Now you can ask Gemini to run the sentiment analysis, but this time on the transcript we extracted from the audio.

In [None]:
prompt = (
    """Provide a sentiment analysis of this conversation. Use speaker A, speaker B, etc to identify speakers.
Transcript:"""
    + transcript
)

response = client.models.generate_content(
    model=MODEL_ID,
    contents=prompt,
    config=GenerateContentConfig(
        response_modalities=["TEXT"],
    ),
)

text_analysis = response.text
display(Markdown(text_analysis))

### Compare the two analyses

Now you can ask Gemini to compare the two different analyses and show if we gained any insight from either of them.

In [None]:
prompt = (
    """Provide a short comparison of two analyses of an audio conversation.
One was made based on a text transcript of the call, and the other is based on an audio recording.
Transcript analysis:"""
    + text_analysis
    + """Audio analysis:"""
    + audio_analysis
)

response = client.models.generate_content(
    model=MODEL_ID,
    contents=prompt,
    config=GenerateContentConfig(
        response_modalities=["TEXT"],
    ),
)

comparison = response.text
display(Markdown(comparison))

### Conclusion

 Sentiment analysis of audio offers significant advantages, providing a deeper understanding of nuanced sentiment and delivery.

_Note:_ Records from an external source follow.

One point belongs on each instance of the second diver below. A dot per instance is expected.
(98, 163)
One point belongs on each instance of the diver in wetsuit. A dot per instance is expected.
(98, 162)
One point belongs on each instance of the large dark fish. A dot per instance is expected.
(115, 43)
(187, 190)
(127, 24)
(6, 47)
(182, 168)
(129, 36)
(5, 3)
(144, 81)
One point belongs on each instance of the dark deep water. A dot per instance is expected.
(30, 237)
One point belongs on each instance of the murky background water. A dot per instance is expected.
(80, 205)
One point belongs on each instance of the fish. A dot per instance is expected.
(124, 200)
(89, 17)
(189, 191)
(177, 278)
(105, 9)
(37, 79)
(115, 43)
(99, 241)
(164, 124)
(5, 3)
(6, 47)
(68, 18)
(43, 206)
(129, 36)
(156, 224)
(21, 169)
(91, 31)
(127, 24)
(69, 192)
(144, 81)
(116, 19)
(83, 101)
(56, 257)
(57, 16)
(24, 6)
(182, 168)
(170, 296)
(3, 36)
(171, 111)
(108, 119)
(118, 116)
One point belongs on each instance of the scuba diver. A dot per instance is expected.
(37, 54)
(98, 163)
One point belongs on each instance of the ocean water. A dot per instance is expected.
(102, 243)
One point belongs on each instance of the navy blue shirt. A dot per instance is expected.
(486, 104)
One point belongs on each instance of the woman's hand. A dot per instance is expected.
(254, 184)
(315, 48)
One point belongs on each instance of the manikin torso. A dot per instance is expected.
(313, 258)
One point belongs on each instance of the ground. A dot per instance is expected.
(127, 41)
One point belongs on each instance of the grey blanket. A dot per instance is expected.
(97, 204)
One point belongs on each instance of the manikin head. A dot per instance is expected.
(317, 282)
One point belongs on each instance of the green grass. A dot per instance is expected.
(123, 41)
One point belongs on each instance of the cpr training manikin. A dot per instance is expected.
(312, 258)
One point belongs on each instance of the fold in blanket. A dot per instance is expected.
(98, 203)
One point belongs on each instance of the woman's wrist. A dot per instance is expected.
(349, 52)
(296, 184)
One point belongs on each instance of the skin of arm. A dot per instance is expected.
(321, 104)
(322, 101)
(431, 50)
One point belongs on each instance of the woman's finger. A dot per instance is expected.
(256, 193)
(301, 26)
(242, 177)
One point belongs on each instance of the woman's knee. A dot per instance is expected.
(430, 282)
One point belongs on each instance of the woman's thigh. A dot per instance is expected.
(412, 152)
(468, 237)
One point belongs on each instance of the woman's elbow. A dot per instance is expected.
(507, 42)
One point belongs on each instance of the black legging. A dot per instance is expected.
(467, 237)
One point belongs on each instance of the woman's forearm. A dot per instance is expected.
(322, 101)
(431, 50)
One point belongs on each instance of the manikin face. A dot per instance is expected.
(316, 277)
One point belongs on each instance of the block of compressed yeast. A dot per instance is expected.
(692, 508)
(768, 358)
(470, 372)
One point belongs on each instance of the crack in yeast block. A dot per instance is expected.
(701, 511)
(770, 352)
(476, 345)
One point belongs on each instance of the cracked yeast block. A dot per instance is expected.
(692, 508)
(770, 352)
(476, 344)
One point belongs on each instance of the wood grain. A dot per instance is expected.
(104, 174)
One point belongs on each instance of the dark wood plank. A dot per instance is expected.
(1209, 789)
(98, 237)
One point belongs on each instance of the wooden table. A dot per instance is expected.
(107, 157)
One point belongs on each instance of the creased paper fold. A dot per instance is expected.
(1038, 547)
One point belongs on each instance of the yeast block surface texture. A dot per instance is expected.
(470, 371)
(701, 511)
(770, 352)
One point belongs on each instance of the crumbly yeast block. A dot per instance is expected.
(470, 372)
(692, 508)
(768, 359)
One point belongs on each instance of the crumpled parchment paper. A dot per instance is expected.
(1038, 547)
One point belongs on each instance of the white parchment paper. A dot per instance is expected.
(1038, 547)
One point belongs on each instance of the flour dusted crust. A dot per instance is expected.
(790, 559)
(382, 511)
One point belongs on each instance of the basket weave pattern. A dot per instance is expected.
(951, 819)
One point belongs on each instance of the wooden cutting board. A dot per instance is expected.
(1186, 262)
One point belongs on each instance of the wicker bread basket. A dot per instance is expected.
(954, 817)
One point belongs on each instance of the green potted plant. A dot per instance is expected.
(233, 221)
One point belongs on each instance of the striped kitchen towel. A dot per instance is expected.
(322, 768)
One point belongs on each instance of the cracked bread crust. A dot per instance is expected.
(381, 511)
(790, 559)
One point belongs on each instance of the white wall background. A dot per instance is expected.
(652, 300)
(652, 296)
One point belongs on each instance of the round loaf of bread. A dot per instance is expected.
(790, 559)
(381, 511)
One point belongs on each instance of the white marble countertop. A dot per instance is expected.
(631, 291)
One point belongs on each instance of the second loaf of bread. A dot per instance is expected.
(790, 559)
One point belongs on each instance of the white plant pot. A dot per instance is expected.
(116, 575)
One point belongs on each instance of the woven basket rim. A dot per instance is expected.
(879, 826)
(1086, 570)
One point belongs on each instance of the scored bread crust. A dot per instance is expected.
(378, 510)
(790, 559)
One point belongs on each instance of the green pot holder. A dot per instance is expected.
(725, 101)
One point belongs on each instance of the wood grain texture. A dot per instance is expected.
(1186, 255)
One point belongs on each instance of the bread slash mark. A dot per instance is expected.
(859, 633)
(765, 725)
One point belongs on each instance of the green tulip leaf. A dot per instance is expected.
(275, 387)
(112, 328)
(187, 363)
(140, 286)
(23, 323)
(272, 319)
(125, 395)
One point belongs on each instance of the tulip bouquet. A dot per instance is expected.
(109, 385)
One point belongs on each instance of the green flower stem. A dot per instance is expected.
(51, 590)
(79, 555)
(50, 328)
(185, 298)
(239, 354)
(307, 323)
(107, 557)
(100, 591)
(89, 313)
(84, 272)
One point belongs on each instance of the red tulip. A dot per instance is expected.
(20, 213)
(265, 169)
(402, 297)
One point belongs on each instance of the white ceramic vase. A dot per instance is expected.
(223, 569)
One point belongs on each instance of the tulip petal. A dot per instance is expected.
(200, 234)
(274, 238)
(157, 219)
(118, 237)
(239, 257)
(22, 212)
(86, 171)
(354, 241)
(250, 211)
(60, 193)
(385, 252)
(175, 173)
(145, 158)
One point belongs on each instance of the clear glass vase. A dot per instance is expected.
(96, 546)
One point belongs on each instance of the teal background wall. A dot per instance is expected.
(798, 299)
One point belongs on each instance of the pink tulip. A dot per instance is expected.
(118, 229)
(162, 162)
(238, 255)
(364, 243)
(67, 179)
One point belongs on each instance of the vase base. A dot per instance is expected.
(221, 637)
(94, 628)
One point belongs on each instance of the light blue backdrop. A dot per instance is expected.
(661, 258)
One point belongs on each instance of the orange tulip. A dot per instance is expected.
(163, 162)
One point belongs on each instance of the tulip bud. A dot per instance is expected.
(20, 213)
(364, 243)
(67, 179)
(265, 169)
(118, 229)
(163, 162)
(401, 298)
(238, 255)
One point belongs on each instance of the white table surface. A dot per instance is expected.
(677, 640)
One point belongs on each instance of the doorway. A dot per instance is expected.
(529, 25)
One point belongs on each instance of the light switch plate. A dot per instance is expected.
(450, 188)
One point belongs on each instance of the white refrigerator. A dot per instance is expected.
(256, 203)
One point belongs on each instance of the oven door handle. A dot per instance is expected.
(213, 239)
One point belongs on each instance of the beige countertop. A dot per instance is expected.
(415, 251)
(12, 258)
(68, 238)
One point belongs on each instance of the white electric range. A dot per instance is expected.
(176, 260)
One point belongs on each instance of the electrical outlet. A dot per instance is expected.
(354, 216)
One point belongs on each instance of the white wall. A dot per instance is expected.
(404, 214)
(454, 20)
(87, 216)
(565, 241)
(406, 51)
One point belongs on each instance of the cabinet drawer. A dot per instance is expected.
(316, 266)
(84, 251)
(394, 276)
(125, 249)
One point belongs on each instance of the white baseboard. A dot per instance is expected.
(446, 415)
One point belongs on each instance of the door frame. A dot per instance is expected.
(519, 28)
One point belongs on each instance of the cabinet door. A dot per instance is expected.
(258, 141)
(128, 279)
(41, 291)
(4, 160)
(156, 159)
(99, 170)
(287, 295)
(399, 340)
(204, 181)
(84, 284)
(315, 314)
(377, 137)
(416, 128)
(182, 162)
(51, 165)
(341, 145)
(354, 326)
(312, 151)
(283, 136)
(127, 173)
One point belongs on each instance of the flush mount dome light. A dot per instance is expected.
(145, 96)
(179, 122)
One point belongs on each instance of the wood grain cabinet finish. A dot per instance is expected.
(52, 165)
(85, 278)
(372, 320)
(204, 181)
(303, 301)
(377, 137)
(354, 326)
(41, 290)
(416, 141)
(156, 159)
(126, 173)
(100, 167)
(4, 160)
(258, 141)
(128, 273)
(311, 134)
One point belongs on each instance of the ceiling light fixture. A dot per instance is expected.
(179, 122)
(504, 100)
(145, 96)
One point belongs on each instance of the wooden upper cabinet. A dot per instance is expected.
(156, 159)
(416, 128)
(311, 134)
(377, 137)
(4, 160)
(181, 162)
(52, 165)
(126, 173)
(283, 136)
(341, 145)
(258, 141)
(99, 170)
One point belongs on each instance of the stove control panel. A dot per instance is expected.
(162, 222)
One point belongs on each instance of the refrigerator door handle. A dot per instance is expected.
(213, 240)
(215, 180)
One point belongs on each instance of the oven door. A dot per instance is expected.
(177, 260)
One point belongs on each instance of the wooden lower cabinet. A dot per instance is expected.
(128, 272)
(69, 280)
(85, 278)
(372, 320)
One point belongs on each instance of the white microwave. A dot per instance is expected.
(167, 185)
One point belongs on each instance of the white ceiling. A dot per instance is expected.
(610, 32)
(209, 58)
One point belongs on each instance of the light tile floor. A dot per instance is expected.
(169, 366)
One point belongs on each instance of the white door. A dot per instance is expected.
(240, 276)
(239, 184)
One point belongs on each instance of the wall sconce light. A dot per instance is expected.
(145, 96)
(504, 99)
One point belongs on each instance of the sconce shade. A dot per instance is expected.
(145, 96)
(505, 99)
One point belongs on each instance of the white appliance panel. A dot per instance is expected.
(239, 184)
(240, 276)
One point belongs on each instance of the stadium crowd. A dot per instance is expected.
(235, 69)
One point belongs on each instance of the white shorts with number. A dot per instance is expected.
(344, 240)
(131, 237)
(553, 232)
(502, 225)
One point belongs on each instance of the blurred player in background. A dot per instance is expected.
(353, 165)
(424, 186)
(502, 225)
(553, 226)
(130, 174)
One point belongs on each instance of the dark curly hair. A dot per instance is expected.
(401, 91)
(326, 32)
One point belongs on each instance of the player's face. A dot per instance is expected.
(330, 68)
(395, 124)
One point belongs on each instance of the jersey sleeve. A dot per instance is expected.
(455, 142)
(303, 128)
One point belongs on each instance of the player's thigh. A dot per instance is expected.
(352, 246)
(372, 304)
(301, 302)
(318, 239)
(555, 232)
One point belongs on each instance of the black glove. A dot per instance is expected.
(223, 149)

Audio cues, like the enthusiastic tone of a speaker or the subtle inflections in their voice, add crucial context often missed by text alone.

 This richer information is invaluable for applications from understanding customer feedback to gauging emotional responses in communication. We encourage you to explore these benefits by analyzing your own audio data, such as interviews, podcasts, or presentations.